İLK DERECE MAHKEMESİ KARARININ ÖZETİ:
Mahkemece, 16/02/2023 tarihli tensip tutanağının17 nolu ara karar ile Davacı tarafın, davalı şirketin 10/02/2023 tarihli olağanüstü genel kurul toplantısında alınan kararlarının ve buna bağlı kararların icrasının tedbiren durdurulması/geri bırakılması yönündeki tedbir talebinin duruşmalı olarak değerlendirilmesine karar verildiği,
16/02/2023 tarihli tensip tutanağının18 nolu ara karar ( ve aynı tarihli gerekçeli karar) ile ; görülmekte olan davanın niteliği, uyuşmazlığın esasını çözecek mahiyette ihtiyati tedbir kararı verilemeyeceği ilkesi, bu aşamada yaklaşık ispatın gerçekleştiğinin kabulünün mümkün bulunmaması, şirkette yönetim organı boşluğunun bulunmaması, şirketin yetkili organlar eli ile işleyiş ve idaresinin asıl olması hususları dikkate alınarak yasal koşulları bulunmayan ,Davacılar vekilinin davalı şirketin banka hesaplarına, tüm taşınır, taşınmaz ve malvarlığı üzerine her türlü devri engeller mahiyette ihtiyati tedbir konulması ve 6102 sayılı TTK m. 630/2 kapsamında şirket müdürlerinin yönetim hakkının ve temsil yetkisinin sınırlandırılması yönünde tedbir kararı verilmesi taleplerinin bu tedbir taleplerinin ayrı ayrı reddine dair karar verilmiştir.

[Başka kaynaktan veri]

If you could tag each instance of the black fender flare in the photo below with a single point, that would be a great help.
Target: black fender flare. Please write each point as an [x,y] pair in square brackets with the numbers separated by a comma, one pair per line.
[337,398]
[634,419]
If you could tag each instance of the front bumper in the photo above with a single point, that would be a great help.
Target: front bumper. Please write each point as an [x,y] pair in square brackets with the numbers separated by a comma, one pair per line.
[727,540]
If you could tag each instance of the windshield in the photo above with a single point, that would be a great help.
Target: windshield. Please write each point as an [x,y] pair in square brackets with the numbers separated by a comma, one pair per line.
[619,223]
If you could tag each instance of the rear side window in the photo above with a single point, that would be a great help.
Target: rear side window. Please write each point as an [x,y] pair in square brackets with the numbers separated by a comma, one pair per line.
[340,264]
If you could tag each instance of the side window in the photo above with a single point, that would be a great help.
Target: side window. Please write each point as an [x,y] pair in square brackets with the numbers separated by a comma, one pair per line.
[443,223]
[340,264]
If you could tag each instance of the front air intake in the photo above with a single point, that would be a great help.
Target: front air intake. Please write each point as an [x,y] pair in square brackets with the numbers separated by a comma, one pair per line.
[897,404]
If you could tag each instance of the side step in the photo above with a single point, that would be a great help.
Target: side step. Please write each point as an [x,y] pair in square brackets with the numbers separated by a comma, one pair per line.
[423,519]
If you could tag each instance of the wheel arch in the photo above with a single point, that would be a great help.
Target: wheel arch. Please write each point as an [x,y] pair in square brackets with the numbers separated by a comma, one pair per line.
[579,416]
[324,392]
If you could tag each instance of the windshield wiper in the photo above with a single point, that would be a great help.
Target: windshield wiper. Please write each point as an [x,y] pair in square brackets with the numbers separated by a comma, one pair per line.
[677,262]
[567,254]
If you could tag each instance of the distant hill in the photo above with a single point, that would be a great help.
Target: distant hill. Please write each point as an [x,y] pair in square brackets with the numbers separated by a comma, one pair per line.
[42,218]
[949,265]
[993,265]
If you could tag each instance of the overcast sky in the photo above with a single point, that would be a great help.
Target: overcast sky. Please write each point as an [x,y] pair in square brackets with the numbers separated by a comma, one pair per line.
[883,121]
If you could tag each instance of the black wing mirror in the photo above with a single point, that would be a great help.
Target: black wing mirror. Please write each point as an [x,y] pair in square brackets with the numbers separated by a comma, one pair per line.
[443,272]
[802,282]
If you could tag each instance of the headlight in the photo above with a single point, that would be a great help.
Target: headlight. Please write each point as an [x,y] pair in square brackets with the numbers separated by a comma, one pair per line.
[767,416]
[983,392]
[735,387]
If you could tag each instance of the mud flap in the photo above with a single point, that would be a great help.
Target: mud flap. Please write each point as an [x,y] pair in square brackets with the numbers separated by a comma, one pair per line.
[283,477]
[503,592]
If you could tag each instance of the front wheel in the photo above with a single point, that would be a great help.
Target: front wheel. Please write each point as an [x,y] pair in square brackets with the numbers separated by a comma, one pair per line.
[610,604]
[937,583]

Red Kararına karşı, davacı vekili istinaf başvurusunda bulunmuştur.
İLERİ SÜRÜLEN İSTİNAF SEBEPLERİ:
Davacılar vekili istinaf dilekçesi ile; dava dilekçesindeki beyan ve olguları tekrarla yerel mahkeme tarafından yaklaşık ispat kuralının sağlanmadığı belirtilmişse de tüm tedbir talepleri bakımından yaklaşık ispat kuralının sağlandığını, 10.02.2023 tarihinde gerçekleştirilen olağanüstü genel kurul toplantısının 2. ve 3. gündem maddeleri ve hazirun cetveli incelendiğinde %75 karar nisabı sağlanamadığının anlaşılacağını, bu şekilde yaklaşık ispat koşulu sağlandığını, Usul ve yasaya aykırı olan ve yoklukla malul olan genel kurul kararları ile satış yönünde karar alındığından Şirket’e ait taşınır ve en önemli taşınmazların satılma ihtimali olduğundan ve Şirket telafisi imkansız zararlara uğrayacağından; şirkete ait tüm banka hesaplarına ayrıca tüm taşınır, taşınmaz malvarlığına devri engeller mahiyette ihtiyati tedbir konulmasına karar verilmesi gerektiğini , tedbirin, gayrimenkul ve menkullerin satışını engelleyerek telafisi imkansız zararların, geri alınamaz hukuki işlemlerin önüne geçmek için talep edildiğini, dava tarihinden sonra karşı tarafın hemen harekete geçtiğini ve satışa esas işlemlere başladığını, Menkul ve gayrimenkullerin niteliği ve günümüz koşulları da değerlendirildiğinde yapılan bu satışlardan sonra bunların yenisinin yerine konulmasının imkansız olduğunu, belirterek yerel mahkeme kararının kaldırılmasına ve tedbir talebinin kabulüne karar verilmesini talep etmiştir.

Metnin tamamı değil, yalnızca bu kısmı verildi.